We can generalize it and put it in terms of modules, as $\Z$ is only a ring but not a field.

$v_1,\ldots,v_n$ is a basis for the module $\Z^n$ iff the matrix $M$ formed by the vectors is a unimodular matrix.

$\Rightarrow$ If $\det(M)=0$, then $v_1,\ldots,v_n$ are not linearly independent. If $|\det(M)|\geq 2$, then the parallelepiped formed by $v_1,\ldots,v_n$ has volume $\geq 2$. If there is any integer point not on the corners of the parallelepiped, then that point can't be written as linear combination of $v_1,\ldots,v_n$. Notice that it must contain some lattice points not on the corners of the parallelepiped.
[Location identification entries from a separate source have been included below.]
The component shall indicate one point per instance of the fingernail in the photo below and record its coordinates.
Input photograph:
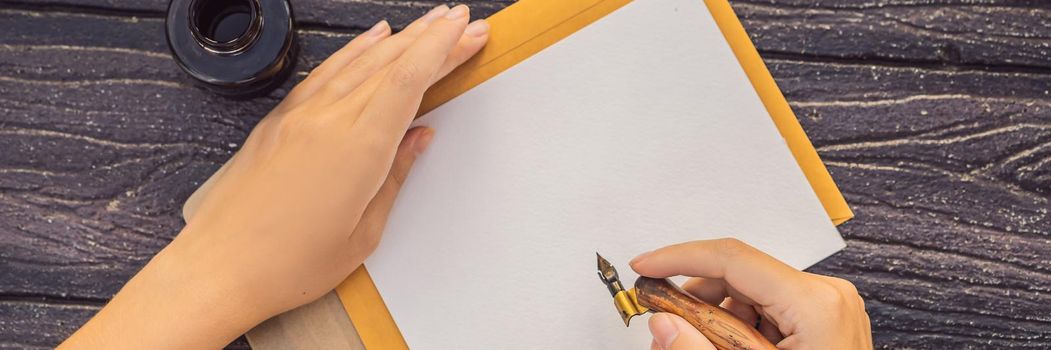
(434, 14)
(377, 28)
(639, 258)
(664, 330)
(456, 13)
(423, 141)
(477, 28)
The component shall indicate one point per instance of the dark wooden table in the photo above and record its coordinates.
(933, 116)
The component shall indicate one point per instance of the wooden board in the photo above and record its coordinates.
(933, 116)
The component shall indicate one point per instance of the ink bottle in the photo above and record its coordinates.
(233, 47)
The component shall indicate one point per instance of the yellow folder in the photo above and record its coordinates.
(527, 27)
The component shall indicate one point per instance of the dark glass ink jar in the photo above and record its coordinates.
(233, 47)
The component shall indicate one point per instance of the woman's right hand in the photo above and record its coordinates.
(794, 309)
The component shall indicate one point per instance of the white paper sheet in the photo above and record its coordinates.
(638, 131)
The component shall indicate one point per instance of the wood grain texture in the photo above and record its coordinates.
(933, 116)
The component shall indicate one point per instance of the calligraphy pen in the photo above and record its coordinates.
(722, 328)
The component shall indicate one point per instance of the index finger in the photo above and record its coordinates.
(754, 273)
(397, 98)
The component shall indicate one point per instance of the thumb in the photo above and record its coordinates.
(370, 227)
(671, 332)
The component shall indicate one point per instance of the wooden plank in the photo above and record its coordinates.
(1005, 33)
(945, 158)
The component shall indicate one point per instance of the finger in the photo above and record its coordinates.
(351, 76)
(473, 40)
(769, 330)
(367, 234)
(708, 290)
(328, 69)
(742, 310)
(396, 99)
(755, 274)
(671, 332)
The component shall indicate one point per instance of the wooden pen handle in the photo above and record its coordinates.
(726, 331)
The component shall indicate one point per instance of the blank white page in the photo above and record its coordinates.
(638, 131)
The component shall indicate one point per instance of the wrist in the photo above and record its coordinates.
(174, 302)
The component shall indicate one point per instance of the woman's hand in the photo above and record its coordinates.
(794, 309)
(303, 203)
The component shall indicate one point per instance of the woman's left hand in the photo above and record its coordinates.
(303, 203)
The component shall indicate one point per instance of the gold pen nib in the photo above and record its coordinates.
(625, 301)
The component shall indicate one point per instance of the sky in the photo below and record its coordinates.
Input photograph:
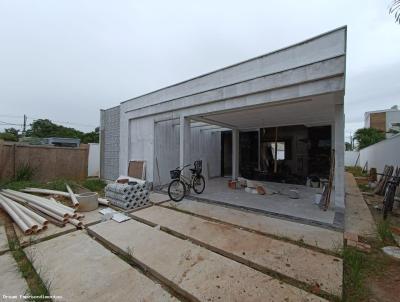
(65, 60)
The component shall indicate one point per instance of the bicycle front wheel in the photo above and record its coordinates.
(199, 184)
(176, 190)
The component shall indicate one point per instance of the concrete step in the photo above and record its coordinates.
(311, 235)
(299, 263)
(81, 269)
(193, 271)
(11, 281)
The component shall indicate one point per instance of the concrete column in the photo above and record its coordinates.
(235, 153)
(339, 157)
(184, 141)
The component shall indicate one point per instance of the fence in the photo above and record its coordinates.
(376, 156)
(48, 162)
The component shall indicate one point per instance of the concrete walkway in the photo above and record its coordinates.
(11, 281)
(80, 269)
(276, 201)
(358, 218)
(298, 263)
(193, 271)
(311, 235)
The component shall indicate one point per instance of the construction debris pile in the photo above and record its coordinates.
(130, 195)
(33, 213)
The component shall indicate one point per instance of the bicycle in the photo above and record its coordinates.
(181, 184)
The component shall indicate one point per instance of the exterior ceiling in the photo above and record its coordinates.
(310, 112)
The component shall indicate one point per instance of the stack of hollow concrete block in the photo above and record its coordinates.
(127, 196)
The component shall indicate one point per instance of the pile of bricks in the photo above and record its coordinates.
(127, 196)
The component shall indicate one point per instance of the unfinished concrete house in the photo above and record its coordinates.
(277, 119)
One can see why by consider a large box that contain volume of $m$ such parallelepiped, but contain at least $2m$ lattice points.

This shows if $M$ is not unimodular, then $v_1,\ldots,v_n$ can't be a basis.

Alternative proof: $M$ is not unimodular then $M^{-1}$ contain a non-integer entry. This shows there exist a $b$, such that the solution $x$ to $Mx=b$ contain a non-integer entry. (proposed by Thao Do)

$\Leftarrow$ $|\det(M)|=1$ implies it has a inverse over $\Z$, thus $Mx = b$ for any $b\in \Z^n$ always has a solution.